AEO works on two clocks at once. On retrieval-based engines, fresh, authoritative content can change answers within days to a few weeks. On training-based engines, your reputation updates more slowly — across model releases, which can take months. Understanding both timelines sets realistic expectations and stops you from giving up too early.
The two timelines
Fast: retrieval-based engines
Engines like Perplexity, Google AI Overviews, and Copilot (and ChatGPT/Gemini when browsing) retrieve live web pages at query time. Publish a strong, crawlable, fresh page and it can be cited almost immediately — sometimes within days. This is the fastest lever in AEO.
Slow: training-based knowledge
What a model “knows” from training only updates when the provider ships a new model version. Improving how base ChatGPT or Claude describes you means improving the web they learn from over time — a months-long, compounding effort bounded by each model’s knowledge cutoff.
A realistic month-by-month picture
- Weeks 1–4: Technical fixes (crawlability, schema) and new citable pages start getting picked up by retrieval engines. Early citations appear on fast engines.
- Months 1–3: Measurable movement in mention frequency, position, and share of voice as content and authority accumulate.
- Months 3–6: Compounding gains; authority signals mature and corroboration spreads. Training-based engines may begin reflecting changes as models update.
- Months 6–12+: Durable, cross-engine visibility — the result of a sustained loop, not a single push.
The slow clock is slower than the cutoff date suggests
Most people assume a model’s knowledge cutoff is a clean line: content published before it counts, content after it does not. Providers describe something more nuanced. Anthropic’s model documentation distinguishes a model’s training data cutoff — the outer edge of what it saw — from its reliable knowledge cutoff, the earlier date through which its knowledge is most extensive and dependable. Claude Sonnet 4.5, for instance, was trained on material through July 2025 but is described as most reliable through January 2025.
That gap matters for planning. Content published in the months just before a cutoff is in the training set but thinly represented, because the corroboration that makes a fact stick — other sites repeating it, linking it, discussing it — hadn’t accumulated yet. Being present on the web before a cutoff is not the same as being established on it.
The practical read: the training clock is not “publish before the cutoff.” It is “be well-corroborated for a while before the cutoff,” and you have no advance notice of when the next one falls. This is why the retrieval clock deserves most of your near-term attention and the training clock is treated as compound interest rather than a deadline.
Your third clock: how fast you can detect a change
There is a timeline nobody plans for, and it is often the binding one. You cannot observe an improvement faster than your measurement can distinguish it from noise.

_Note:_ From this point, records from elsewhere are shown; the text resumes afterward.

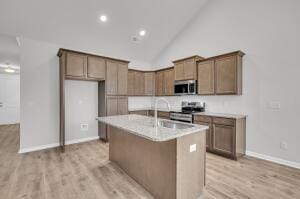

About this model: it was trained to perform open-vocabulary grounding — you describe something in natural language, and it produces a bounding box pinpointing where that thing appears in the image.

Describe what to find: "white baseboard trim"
[19,143,59,153]
[246,151,300,169]
[66,136,99,145]
[19,136,99,153]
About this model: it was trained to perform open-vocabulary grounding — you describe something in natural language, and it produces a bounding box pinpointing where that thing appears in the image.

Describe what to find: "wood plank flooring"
[0,125,300,199]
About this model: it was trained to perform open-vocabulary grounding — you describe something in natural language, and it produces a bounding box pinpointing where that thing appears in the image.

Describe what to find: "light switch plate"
[190,144,197,152]
[80,124,89,131]
[269,101,281,110]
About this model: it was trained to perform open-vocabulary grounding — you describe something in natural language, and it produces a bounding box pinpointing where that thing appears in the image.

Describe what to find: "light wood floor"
[0,125,300,199]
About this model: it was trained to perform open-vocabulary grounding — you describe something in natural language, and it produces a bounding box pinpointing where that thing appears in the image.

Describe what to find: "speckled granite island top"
[98,114,208,142]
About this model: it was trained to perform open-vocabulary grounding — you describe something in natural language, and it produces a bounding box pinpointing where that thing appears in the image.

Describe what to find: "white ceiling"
[0,0,207,63]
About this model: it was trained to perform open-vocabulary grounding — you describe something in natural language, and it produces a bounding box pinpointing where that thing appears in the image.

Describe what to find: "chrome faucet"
[154,98,171,127]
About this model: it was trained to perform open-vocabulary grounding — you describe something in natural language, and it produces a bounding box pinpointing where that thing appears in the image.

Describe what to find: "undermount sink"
[157,120,194,130]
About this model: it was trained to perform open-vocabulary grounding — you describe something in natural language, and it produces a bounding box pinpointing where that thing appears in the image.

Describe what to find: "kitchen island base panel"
[108,126,206,199]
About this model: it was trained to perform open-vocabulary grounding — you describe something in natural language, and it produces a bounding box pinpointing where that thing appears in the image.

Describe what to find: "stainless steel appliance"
[170,102,205,123]
[174,80,197,95]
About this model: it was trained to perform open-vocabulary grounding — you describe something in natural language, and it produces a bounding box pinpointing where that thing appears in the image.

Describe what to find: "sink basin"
[158,120,194,130]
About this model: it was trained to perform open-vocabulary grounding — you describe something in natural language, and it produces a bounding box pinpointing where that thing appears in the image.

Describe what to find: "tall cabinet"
[57,49,129,151]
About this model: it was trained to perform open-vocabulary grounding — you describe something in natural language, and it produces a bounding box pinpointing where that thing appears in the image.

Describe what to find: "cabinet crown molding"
[57,48,130,63]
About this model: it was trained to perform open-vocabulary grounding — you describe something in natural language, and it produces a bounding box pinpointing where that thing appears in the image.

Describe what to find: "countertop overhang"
[97,114,209,142]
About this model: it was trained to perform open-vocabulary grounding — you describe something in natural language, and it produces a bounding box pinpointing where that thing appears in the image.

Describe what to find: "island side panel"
[108,126,176,199]
[176,131,206,199]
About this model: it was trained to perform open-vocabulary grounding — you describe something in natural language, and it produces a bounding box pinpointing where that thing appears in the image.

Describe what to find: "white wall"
[0,74,20,125]
[154,0,300,164]
[20,38,151,151]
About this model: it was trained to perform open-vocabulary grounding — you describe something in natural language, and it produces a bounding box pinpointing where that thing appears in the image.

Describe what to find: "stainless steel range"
[170,102,205,123]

AI answers vary between runs. If you check a prompt once a month, a real gain that lands in week two shows up as one data point six weeks later — indistinguishable from ordinary variation until the point after that. You will have waited three months to learn about a change that happened in fourteen days, and quite possibly changed course in the meantime for no reason.

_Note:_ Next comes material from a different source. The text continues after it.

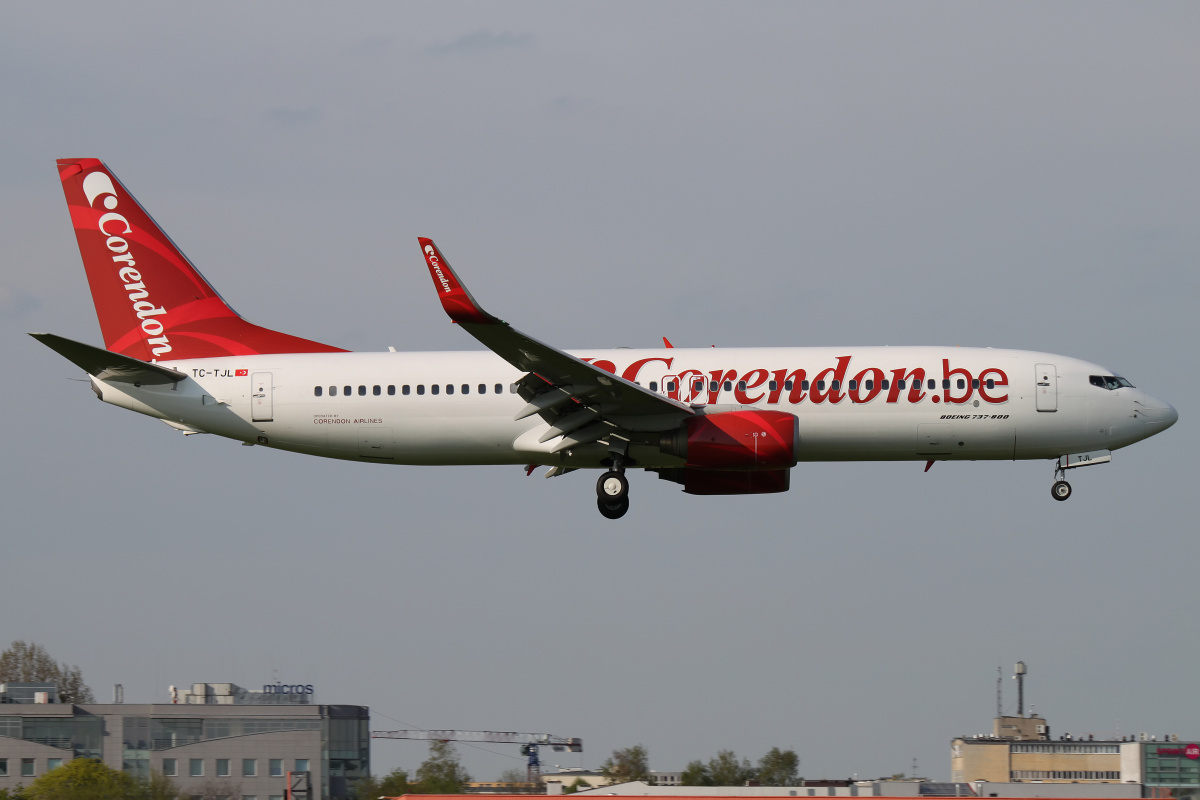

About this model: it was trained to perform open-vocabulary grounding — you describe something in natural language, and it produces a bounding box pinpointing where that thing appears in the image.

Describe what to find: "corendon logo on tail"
[425,245,450,291]
[83,170,170,357]
[583,355,1008,405]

Tightening the measurement clock is the cheapest speed-up available, because it costs no content and no authority-building. Scanning on a fixed cadence and rolling the result into a single Visibility Score gives you a trend line instead of a scatter of anecdotes, which is what makes a four-week improvement legible as an improvement rather than as luck.
What speeds it up
- Freshness + retrievability — current, crawlable pages win fast on retrieval engines.

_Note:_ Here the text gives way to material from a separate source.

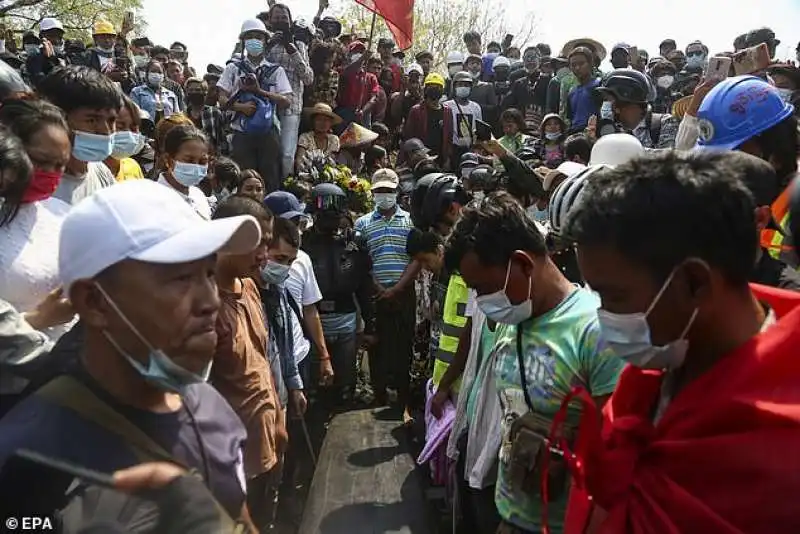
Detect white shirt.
[53,161,117,205]
[286,250,322,364]
[158,174,211,221]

- Original, attributable facts — concrete data earns citations quickly.
- Existing authority — established domains move faster than brand-new ones.
- Consistency — clean entity signals reduce the lag from misrepresentation to accuracy.
What slows it down
- Brand-new domains with little authority or web presence.
- Niche categories where models simply have less data.
- Blocked crawlers or uncrawlable content.
- Inconsistent or contradictory information about your brand.
Frequently Asked Questions
How quickly can AEO change what AI says about my brand?
On retrieval-based engines (Perplexity, AI Overviews, Copilot), fresh authoritative content can change answers within days. On training-based engines (base ChatGPT, Claude), changes are slower and depend on model updates, often taking months.
When will I see results from AEO?
Most brands see measurable movement in mention frequency and position within one to three months, with gains compounding through months 3–12 as authority and corroboration accumulate.
Why is AEO faster on some engines than others?
Because engines source answers differently. Retrieval-based engines read live web pages at query time, so new content influences them quickly. Training-based engines rely on knowledge fixed at a cutoff, which only updates when a new model ships.
How can I make AEO work faster?
Publish fresh, crawlable, citable content with specific attributable facts, fix technical barriers, keep your brand facts consistent, and build on existing authority. These accelerate the fast retrieval timeline while strengthening the slower training one.